S. Y. : Les dents incluses sont le plus souvent asymptomatiques. Les symptômes les plus fréquentes sont liés aux complications infectieuses et intéressent principalement les troisièmes molaires incluses. Il s’agit des accidents de désinclusion, c’est-à-dire la mise en communication du sac folliculaire et de la cavité buccale. On peut avoir une persistance de dent de lait et une voussure des procès alvéolaires.
S. : Dans quels cas recommandez-vous d’extraire une dent incluse, et dans quels cas préférez-vous une surveillance ?
S. Y. : il faut savoir que l’arsenal thérapeutique pour la gestion des dents incluses comprend : l’interception et la prévention (cela sous-entend un diagnostic précoce), la désinclusion orthodontico-chirurgicale qui permet de ramener la dent sur l’arcade, l’auto-transplantation, l’abstention thérapeutique ou la surveillance et enfin l’extraction dentaire qui sera le plus souvent indiquée dans le cas des troisièmes molaires incluses.

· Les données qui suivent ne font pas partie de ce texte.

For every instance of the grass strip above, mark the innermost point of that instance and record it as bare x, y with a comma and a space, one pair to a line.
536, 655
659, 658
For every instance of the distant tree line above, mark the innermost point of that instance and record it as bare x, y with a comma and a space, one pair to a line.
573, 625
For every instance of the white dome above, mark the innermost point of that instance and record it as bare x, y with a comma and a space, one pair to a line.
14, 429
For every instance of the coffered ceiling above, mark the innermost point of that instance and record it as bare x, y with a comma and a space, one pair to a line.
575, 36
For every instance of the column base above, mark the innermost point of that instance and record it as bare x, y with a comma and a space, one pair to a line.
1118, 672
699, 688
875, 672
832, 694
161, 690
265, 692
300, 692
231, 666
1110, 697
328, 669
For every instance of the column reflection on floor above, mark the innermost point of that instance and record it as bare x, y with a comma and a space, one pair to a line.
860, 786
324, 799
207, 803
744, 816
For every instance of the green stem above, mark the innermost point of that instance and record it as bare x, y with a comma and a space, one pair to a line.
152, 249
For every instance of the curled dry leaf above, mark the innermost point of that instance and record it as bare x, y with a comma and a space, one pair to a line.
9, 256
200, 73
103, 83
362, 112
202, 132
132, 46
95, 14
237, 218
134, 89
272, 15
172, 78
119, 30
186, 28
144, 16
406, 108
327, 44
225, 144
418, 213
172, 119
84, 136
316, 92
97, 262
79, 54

S. : Quels risques ou complications sont associés à une dent incluse si elle n’est pas traitée ?
S. Y. : Les complications sont d’ordres infectieux, tumoraux ou kystiques, nerveux ou mécaniques. La complication infectieuse la plus fréquente est la péri-coronarite. C’est une infection autour de la couronne de la dent se propageant aux tissus avoisinants. Environ 75% des dents de sagesse incluses causeront un jour une infection sévère ou des infections récidivantes. Ceci peut éventuellement causer une infection grave avec fièvre, malaises, douleur sévère, enflure et limitation d’ouverture de la bouche. Si l’infection n’est pas traitée immédiatement, la situation peut s’aggraver jusqu’à l’hospitalisation. En général, lorsque la dent a percé la gencive, le risque d’infections à répétition est très élevé. L’extraction de la dent incluse est le seul traitement définitif acceptable.

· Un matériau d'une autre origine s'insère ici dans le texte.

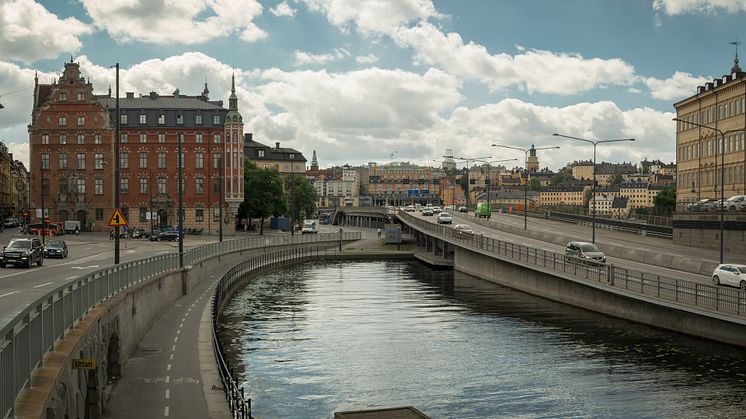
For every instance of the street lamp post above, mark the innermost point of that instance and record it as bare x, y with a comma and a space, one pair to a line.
180, 138
722, 175
525, 185
467, 160
593, 186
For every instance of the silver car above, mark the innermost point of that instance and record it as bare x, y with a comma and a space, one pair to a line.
585, 251
730, 274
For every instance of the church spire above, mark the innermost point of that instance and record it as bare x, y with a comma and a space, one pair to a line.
736, 68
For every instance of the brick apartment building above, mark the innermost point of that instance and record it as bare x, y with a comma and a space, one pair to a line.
72, 154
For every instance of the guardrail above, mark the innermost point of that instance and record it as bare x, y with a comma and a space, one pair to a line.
727, 301
239, 404
33, 331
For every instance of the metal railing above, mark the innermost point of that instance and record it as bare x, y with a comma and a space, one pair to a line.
32, 331
726, 301
239, 404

Les lésions kystiques ou néoplasiques en rapport avec les dents incluses surviennent le plus souvent au cours des deuxièmes et troisièmes décades. Les plus fréquentes étant les kystes péri-coronaires qui intéressent surtout la 3e molaire mandibulaire, la canine maxillaire, la 2nde prémolaire mandibulaire. Des complications mécaniques peuvent survenir telles que des lésions carieuses et perte de vitalité des dents voisines, des déplacements dentaires ou raccourcissement de l’arcade dentaire, des phénomènes d’ankylose, de résorption. Les complications nerveuses sont principalement retrouvées dans les accidents d’évolution de la dent de sagesse inférieure. Parmi les accidents nerveux, les troubles sensitifs sont les plus fréquents.
L’otalgie réflexe retrouvée serait une irradiation de la douleur dentaire à l’oreille du même côté sans aucune atteinte organique de cette oreille. L’irritation du nerf alvéolaire inférieur, branche du nerf trigéminal serait responsable des troubles vasomoteurs sympathiques, des algies faciales et de divers troubles réflexes. Les accidents nerveux à type troubles moteurs (trismus et hémiparésie), troubles sensoriels (bourdonnements d’oreilles), et de troubles glandulaires (hypersialorrhée) sont également rapporté. Dans certains cas, des maux de tête fréquents ont été associés à des dents incluses au maxillaire supérieur.
S. : Pour les dents de sagesse incluses, quelles sont vos recommandations en termes de gestion préventive ou d’extraction ?
S. Y. : L’extraction dentaire sera le plus souvent indiquée dans le cas des troisièmes molaires incluses symptomatiques. Elle pourra être envisagée pour n’importe quelle autre dent incluse en cas d’échec de tentative de traction orthodontique ou de complications nerveuses, tumorales, infectieuses, mécaniques (ankyloses, résorptions), anomalies de formes, DDA (Dyskinésie dento-articulaire) importante, ou en prévention de ces complications. Elle peut se justifier aussi quand les dents incluses font obstacle aux mouvements orthodontiques. L’interférence de ces dents avec les apex des dents en mouvement occasionnerait des résorptions iatrogènes. L’extraction est alors le meilleur moyen d’éviter des dommages collatéraux très prévisibles.